7) Dress conservatively and nicely at trial. 

Save you sartorial expression for other occasions. Your goal is to be just another suit until you earn the gravitas to be different. Bored jurors who don’t know you from Adam will scrutinize your clothes, seeking any insight into what you are like as a person. Rumpled suits or loafers with no socks send a message that you may be ill-prepared or loosey-goosey with the facts. You may wear bow ties and seersucker suits to bar functions, but as a new lawyer I would not wear a bow tie to court for a year or two or three. Some (but not all) experienced trial lawyers can carry it off, but probably not you – at least for a while.

8) Instruct your client, your trial team, and everyone in your “audience” how to act during trial.

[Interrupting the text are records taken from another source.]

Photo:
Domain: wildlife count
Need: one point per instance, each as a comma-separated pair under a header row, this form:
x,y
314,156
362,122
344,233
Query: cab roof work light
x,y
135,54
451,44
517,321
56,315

In several of my early trials, I was helped immeasurably by the inappropriate or negative reactions of people on the other “side” when something they did not like occurred in the courtroom. During one trial, the plaintiff demonstrably shook her head every time I or one of the witnesses said something she did not like. In another trial, rude gestures made by audience members there to support the plaintiff resulted in an exasperated admonition from the bench to the plaintiff’s attorney to control “his clients.”  Juror interviews following both of those trials revealed that the jurors had noticed the bad behavior and had taken offense to the disrespect it showed to my client and the court. While none of the interviewed jurors admitted that it influenced the verdict, they all conceded that it was discussed among the jurors during breaks in the trial and at deliberations.

9) Get to know and appreciate the courthouse personnel. 

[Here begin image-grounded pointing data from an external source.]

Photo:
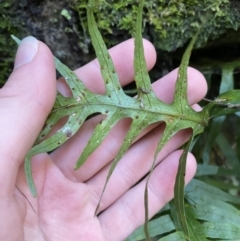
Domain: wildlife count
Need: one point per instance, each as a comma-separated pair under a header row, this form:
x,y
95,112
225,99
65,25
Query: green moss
x,y
7,46
169,24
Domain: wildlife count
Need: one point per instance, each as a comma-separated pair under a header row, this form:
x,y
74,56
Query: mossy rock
x,y
62,25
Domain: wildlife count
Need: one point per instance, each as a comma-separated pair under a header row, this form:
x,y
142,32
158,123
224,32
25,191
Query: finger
x,y
128,211
25,101
134,165
67,155
122,56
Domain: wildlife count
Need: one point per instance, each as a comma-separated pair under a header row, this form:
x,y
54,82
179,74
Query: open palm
x,y
66,201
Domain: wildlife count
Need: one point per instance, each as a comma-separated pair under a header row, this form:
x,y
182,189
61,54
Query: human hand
x,y
66,201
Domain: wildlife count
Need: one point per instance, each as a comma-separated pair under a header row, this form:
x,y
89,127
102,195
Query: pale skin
x,y
66,199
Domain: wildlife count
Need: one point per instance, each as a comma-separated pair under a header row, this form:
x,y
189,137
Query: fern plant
x,y
144,110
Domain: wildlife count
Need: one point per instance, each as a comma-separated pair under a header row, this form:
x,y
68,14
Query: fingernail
x,y
26,51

The TCA, clerk of court, assistant clerks, bailiffs, court reporter and other courthouse personnel are invaluable resources for you as you learn to navigate the specialized world of courthouse/courtroom practice. No one knows more about the inner workings of the courthouse and the predilections of your judges and jury pool (and often the opposing attorney) than the clerks and bailiffs. Don’t be afraid to ask. Don’t be so impressed with your new status as a lawyer that you refuse to access the years of experience that courthouse personnel have to offer you.

10) Just because you won a case doesn’t mean you are a good trial attorney (and just because you lost doesn’t mean you stink).

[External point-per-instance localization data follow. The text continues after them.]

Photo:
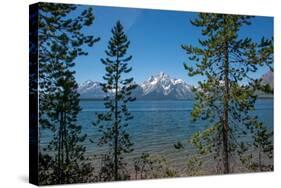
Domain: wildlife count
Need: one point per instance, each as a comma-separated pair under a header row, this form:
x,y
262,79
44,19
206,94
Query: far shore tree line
x,y
224,60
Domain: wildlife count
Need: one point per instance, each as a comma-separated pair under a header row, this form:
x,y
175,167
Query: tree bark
x,y
116,124
226,106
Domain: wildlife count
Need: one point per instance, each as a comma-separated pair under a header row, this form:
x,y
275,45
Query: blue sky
x,y
155,37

Whenever I hear a lawyer crow about winning all his or her cases, my first thought is always, “You must not try any hard cases.” You will win and lose cases for all kinds of reasons out of your control. For example, when interviewing jurors after one of my “wins,” I found out that none of them remembered much about my closing arguments or trial skills. Instead, jurors believed the plaintiff was a liar after seeing her wear stiletto heels to court for three days while complaining about her lower back pain, a fact that I had not even noticed. Similarly, some of the best lawyers I know have taken tough cases to trial and gotten hammered by a jury. They weren’t worse lawyers after the verdict. In fact in elite circles of trial attorneys, such battle scars mean as much or more than the victories. Trial skills, preparation, and charisma are important in the courtroom, but do not guarantee wins for your client.

As these stories and observations are meant to illustrate, trial attorneys are like fine meats that typically get better with seasoning and tenderizing. Be safe young’uns as you set off on your own adventures in civil litigation. Now get off my lawn.

 

Warren T. Savage is a claims counsel at Lawyers Mutual Insurance of North Carolina. Before joining Lawyers Mutual, he was a trial attorney with Bailey & Dixon in Raleigh for nine years.